What does this mean?
Demand for just about everything has been surging as economies bounce back from the pandemic, but your made-in-China iPhone doesn’t magically fly into your local Apple store: booming demand for goods means booming demand for international transport. That’s caused shipping costs to skyrocket, with one widely watched indicator of freight rates up fourfold in just a year. It’s also caused Maersk to click its heels together with glee: container shipping makes up three-quarters of the company’s revenue, which led the company to report a better-than-expected 60% jump in sales last quarter compared to the same period last year. It was also just what the company needed to raise its 2021 profit forecast by almost 50%.
Why should I care?
For markets: Looks good for the economy.
Maersk also upped its previous forecasts and said it’s now expecting global container demand to grow as much as 8% in 2021, primarily thanks to higher expected export volumes from China to the US. That should help reassure investors who are feeling anxious about the global economy: the firm handles a fifth of containers shipped globally, which makes it a bellwether stock for global trade and broader economic activity. So if Maersk is doing well, it’s a good sign for everyone else.
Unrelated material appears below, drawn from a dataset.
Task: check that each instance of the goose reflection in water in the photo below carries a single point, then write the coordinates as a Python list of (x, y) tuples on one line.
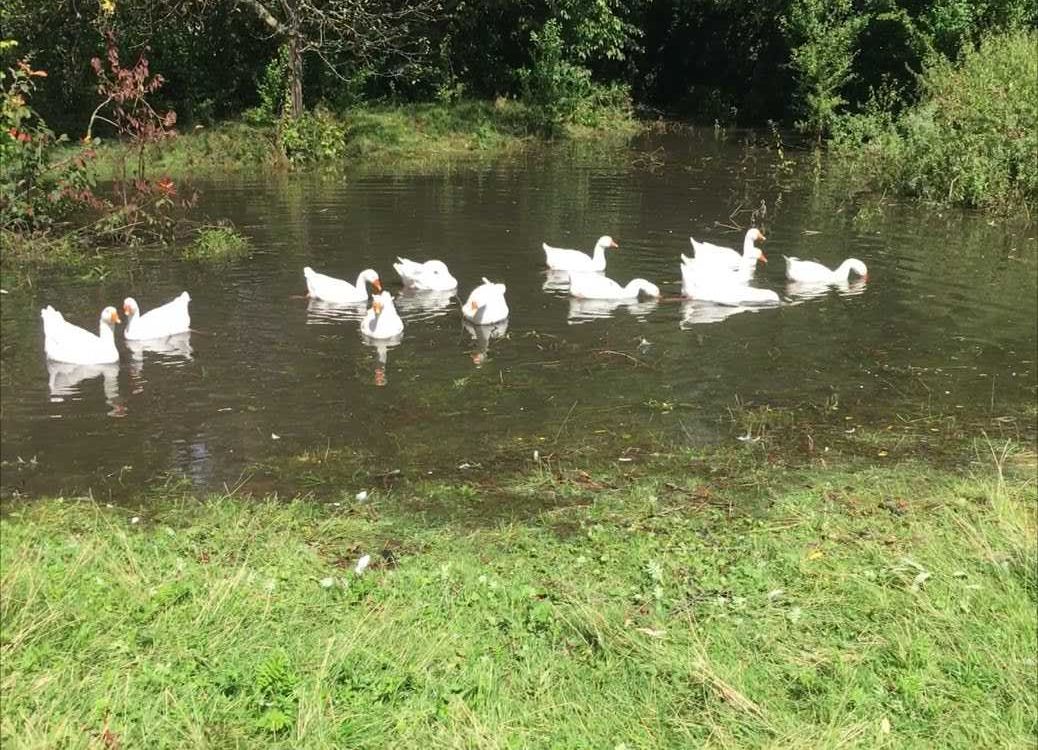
[(584, 310), (415, 305), (169, 352), (381, 346), (695, 313), (803, 290), (320, 312), (484, 335), (70, 381), (556, 281)]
Zooming in: There are plenty more fish on the land.
Maersk had one other update to share with investors on Friday: the company announced that it had spent around $1 billion buying two parcel shipping companies, and hinted there would be more acquisitions to come. It’s all part of Maersk’s grand plan to diversify away from maritime shipping and expand into land-based deliveries, meaning it can now ship goods from factory to shop floor.